Now we know that rushing is a cheat code, but you do need to be able to put up reasonable passing numbers for two reasons. First, if you don’t, the weeks in which a defense does keep the rushing in check become catastrophic for fantasy managers. Fields was held to 30 or fewer rushing yards three times last season, so if he’s doing zero through the air, it’s a problem. The second reason is that if he really can’t move the ball through the air, benching is a serious risk. Ask Anthony Richardson. Richardson was the second highest-scoring QB on the ground last season on a per game basis and was limited to just 11 starts and was briefly benched. The Jets don’t really have a threat behind him like Joe Flacco was to Richardson, but things can change, and really if Fields is flat out running a stalled offense, they’ll make a move.

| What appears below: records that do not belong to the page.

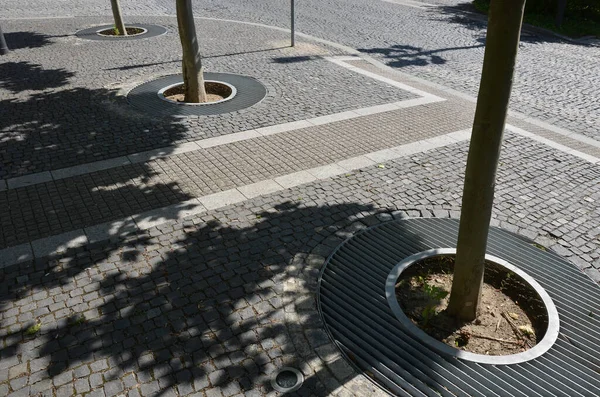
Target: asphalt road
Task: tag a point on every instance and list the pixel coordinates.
(556, 81)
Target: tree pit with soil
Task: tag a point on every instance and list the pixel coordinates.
(512, 317)
(114, 32)
(215, 92)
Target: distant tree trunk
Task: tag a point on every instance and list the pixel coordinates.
(502, 43)
(193, 73)
(118, 17)
(3, 47)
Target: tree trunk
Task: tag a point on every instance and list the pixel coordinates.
(119, 25)
(3, 47)
(193, 74)
(561, 5)
(504, 29)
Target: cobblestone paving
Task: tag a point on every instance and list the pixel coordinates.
(55, 207)
(60, 106)
(214, 303)
(556, 81)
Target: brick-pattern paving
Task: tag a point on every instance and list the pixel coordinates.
(55, 207)
(61, 105)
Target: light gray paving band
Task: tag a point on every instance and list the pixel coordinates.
(117, 228)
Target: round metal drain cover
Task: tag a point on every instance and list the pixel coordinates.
(150, 31)
(144, 97)
(287, 380)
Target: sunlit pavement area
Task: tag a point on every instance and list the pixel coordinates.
(147, 255)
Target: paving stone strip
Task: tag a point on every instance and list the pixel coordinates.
(561, 136)
(56, 207)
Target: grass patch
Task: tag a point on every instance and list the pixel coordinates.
(575, 25)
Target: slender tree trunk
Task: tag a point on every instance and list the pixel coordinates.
(504, 29)
(193, 73)
(561, 5)
(118, 17)
(3, 47)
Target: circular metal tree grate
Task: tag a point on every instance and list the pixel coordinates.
(150, 31)
(248, 92)
(353, 304)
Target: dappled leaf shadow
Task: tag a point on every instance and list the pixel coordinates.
(207, 300)
(466, 15)
(399, 55)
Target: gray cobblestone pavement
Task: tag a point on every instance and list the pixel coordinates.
(216, 302)
(60, 106)
(212, 304)
(32, 212)
(556, 81)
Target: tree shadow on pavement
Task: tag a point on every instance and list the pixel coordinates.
(66, 126)
(23, 76)
(49, 127)
(19, 40)
(399, 55)
(200, 307)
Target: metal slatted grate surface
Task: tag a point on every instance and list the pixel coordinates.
(145, 96)
(353, 304)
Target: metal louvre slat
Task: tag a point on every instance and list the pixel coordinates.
(354, 308)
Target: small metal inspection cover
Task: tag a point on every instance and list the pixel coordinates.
(287, 380)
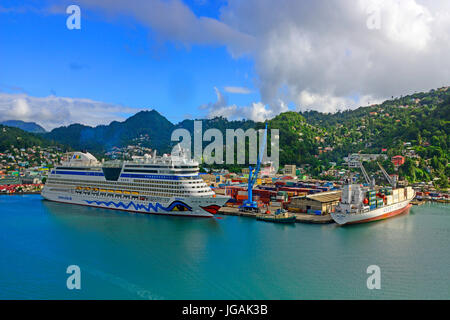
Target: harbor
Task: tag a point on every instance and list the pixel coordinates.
(125, 255)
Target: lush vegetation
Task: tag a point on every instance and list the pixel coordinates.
(10, 136)
(416, 126)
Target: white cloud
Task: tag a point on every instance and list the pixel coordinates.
(51, 111)
(315, 53)
(238, 90)
(256, 111)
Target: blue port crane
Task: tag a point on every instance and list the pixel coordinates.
(249, 204)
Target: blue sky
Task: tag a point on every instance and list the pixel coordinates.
(118, 62)
(201, 58)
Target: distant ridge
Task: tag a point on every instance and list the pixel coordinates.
(25, 126)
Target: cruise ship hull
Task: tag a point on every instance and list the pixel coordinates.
(174, 206)
(373, 215)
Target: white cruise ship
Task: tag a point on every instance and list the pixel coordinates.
(161, 185)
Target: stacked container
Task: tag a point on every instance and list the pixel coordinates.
(389, 199)
(401, 194)
(371, 196)
(395, 195)
(409, 192)
(380, 202)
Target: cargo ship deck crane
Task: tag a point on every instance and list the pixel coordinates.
(249, 204)
(391, 181)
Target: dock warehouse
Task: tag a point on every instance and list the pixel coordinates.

So how bad is Fields as a passer? No team has ever really trusted him to spread his wings. Maybe that tells us he’s really bad, or maybe it tells us there’s room to grow. Here’s the hard data. He’s never averaged 200 yards per game through the air, never thrown for 20 touchdowns in a season, and has thrown 40 passes just once in his entire career, a game in which he managed 166 yards. He has nine games with multiple touchdown passes in 44 career starts, which is obviously atrocious. If we want to be a bit more positive though, while the Steelers clearly had him shackled to limit risk, he showed major improvement in the turnover realm. His interception rate dropped to 0.6%, and built on a nice drop that had begun in 2023. His completion percentage rose to 65.8%, and he had his highest-ever adjusted net yards per attempt with Pittsburgh (7.21). It would be foolish to expect some kind of massive leap in passing production with the Jets, but there is some evidence that Fields should be capable enough to avoid a benching as long as there isn’t some new threat that’s added in the weeks before the season starts.

So if we remove the fear of a benching, we’ve seen his ceiling be a 2,562-yard season in 2023 with Chicago, as well as a genuinely good connection with D.J. Moore, arguably the first time Fields had ever played with a true WR1. Fields supported Moore’s best NFL season; Moore finished with 136 targets, 96 receptions, 1,364 yards and eight receiving touchdowns. The Jets’ WR is built similarly, with a bona fide WR1 in Garrett Wilson and….not much else. That doesn’t bode well for career-high passing production or Fields, but it could establish a baseline for him that, when supported by elite rushing, makes him a valuable asset.

The top rushers at the position – Josh Allen, Jalen Hurts, Lamar Jackson and Jayden Daniels – have all proven way more upside than Fields as passers. He won’t be in the same realm as them. And there was enough deterioration in his rushing output last year that he is shakier than ever when compared to the top-tier pocket passers like Joe Burrow who delivered last year, and even those who didn’t but have in the past, like Dak Prescott, Patrick Mahomes and Justin Herbert.

Fields is in the mix with the promising pocket passers like Jordan Love and C.J. Stroud, as well as the rushing QBs like Kyler Murray and Anthony Richardson whose weekly floor is very, very low but have QB1 ceilings on any given Sunday. To me, that sounds like a low-end QB1 with week-winning potential, and that’s exactly where I love to shop for my QBs on Draft Day. Fields should be a major value, likely available near the ends of your Drafts, and pairing him with a safe backstop gives you a chance to load up at the skill positions and still have a shot at an elite option.